ISA 2000 - Server Publishing
- Reverse Proxy + Reverse Cache
- Doesn’t expose any details of the internal server, no routing
- Web Publishing Supports HTTP, HTTPS, FTP
- Server Publishing supports other services, but loses cache features
Local Domain Table (LDT)
Firewall clients use ISA as a DNS proxy.
Webproxy uses ISA as a DNS Proxy, doesn’t look at the local domain table by default.
Destination Set
Can be restricted to a virtual directory
Incoming Web Requests Listener
The default is port 80
Web Publishing
Default rule to deny the request is last to be processed.
Server Publishing
- Name the rule
- Map the addresses
- Choose the protocol (create a protocol definition)
- Select the clients
Only shows inbound protocol definitions
- You can only publish a service once per external interface
- You cannot redirect ports (Except on web server publishing)
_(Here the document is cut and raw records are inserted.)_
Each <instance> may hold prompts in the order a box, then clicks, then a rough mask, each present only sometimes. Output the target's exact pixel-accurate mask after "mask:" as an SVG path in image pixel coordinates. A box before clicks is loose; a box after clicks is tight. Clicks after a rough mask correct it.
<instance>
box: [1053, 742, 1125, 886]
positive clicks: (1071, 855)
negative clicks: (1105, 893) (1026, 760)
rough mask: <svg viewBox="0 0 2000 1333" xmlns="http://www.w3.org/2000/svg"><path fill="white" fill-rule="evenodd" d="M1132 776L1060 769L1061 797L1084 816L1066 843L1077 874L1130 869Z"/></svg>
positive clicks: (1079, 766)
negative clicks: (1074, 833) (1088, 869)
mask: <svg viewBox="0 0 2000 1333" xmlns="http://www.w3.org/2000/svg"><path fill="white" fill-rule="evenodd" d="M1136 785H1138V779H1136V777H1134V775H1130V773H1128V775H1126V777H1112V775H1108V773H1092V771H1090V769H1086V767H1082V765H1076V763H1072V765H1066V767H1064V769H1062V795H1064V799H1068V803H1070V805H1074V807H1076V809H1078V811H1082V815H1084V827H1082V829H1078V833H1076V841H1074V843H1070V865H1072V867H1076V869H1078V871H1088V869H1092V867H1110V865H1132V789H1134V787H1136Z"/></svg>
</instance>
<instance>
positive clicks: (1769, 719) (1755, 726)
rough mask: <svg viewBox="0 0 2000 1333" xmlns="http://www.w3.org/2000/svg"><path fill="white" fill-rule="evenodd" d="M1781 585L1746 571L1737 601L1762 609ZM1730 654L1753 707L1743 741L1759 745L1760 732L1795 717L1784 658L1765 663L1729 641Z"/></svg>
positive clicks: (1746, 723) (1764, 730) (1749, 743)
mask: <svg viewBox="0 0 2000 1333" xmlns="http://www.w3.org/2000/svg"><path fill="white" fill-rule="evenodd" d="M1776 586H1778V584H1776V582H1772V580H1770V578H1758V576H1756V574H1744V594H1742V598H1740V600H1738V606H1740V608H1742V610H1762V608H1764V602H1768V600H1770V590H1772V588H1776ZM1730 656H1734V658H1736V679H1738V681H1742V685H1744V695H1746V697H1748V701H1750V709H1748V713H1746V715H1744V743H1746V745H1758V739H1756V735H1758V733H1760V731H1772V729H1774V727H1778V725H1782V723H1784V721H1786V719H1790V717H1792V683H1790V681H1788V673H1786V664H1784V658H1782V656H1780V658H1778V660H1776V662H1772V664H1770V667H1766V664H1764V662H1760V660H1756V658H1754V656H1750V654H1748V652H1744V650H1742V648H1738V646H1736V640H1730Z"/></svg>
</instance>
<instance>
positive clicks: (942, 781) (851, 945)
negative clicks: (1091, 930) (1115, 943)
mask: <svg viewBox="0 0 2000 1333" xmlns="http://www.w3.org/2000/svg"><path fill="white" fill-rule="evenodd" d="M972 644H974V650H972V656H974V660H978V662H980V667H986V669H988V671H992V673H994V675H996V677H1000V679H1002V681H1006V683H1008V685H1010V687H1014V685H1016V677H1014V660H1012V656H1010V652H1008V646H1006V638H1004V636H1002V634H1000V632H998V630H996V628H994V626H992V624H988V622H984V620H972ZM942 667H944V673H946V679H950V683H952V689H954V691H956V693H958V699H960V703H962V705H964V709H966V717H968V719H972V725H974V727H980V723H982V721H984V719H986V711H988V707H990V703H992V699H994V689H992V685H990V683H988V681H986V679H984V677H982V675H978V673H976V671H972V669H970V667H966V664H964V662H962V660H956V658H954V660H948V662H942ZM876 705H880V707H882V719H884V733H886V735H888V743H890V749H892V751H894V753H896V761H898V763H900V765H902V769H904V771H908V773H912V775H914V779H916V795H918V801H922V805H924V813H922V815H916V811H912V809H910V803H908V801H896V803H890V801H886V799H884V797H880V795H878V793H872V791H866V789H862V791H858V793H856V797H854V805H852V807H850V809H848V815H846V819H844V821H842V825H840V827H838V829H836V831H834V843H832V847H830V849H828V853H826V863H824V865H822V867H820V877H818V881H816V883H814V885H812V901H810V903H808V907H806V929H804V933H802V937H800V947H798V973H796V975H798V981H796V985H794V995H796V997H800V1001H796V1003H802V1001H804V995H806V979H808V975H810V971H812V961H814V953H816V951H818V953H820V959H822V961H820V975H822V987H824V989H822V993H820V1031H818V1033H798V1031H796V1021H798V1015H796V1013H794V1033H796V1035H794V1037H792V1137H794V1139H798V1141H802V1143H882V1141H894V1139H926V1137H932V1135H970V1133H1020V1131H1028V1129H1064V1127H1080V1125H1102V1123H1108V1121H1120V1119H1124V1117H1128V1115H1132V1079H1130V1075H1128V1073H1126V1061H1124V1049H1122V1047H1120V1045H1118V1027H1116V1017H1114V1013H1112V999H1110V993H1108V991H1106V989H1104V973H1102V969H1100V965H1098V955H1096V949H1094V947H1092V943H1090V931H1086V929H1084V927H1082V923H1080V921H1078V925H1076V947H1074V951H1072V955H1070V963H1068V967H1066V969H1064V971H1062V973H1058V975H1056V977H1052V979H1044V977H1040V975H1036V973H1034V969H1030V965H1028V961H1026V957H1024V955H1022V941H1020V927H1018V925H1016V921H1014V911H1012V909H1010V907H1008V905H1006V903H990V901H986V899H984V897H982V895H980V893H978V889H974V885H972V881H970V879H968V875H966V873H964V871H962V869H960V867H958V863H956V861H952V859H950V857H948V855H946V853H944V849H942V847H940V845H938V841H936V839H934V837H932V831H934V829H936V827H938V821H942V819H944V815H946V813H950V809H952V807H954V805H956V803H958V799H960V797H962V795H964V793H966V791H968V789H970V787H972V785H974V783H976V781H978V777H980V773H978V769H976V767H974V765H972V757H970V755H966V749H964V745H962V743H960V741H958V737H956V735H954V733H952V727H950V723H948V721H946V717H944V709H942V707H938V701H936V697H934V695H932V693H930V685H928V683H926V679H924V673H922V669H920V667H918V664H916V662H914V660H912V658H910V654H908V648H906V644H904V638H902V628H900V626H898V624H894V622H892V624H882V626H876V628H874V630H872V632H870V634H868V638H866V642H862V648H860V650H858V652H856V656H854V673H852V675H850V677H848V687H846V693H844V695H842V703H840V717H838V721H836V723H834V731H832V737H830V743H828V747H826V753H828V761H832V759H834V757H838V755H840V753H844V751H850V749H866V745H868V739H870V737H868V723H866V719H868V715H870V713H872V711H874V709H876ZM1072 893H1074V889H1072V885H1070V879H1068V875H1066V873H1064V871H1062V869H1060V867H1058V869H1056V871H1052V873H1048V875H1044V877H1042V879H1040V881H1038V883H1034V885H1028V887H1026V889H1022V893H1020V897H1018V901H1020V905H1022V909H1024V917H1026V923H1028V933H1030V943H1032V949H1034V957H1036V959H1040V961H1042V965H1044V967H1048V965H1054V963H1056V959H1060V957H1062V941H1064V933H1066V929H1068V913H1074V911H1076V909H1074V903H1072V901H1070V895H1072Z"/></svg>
- ISA server does not support address binding
- Publishing a web server, through server publishing, causes the loss of caching features
Mail Server Publishing
Secure mail server wizard
It is recommended not to enable Exchange/Outlook and use VPN instead. Doesn’t create rules for Outlook Web Access, use the web publishing wizard.
Message screener
Filter incoming email based on
- Attachments
- Users/domains
- Keywords
- SMTP domains
Requires the following
- ISA SMTP filter configured and active
- Server running IIS 5.0 (or later) with SMTP service running & message screener installed
- Internal mail server
Change IP to only internal, Add all domains to receive mail for
Add the Exchange server IP as a smart host, need to be in square brackets
Create an SMTP rule with the internal IP of the IIS server. Enable SMTP filter
H.323 Gatekeepers
ITU standard defining
- How audio/video connections are established
- How devices negotiate capabilities
- How audio/video codecs are used
Functions of the gatekeeper
- Watch bandwidth
- Resolve numbers and /or emails
Configured from separate section of ISA Management, need to be selected during the intial install.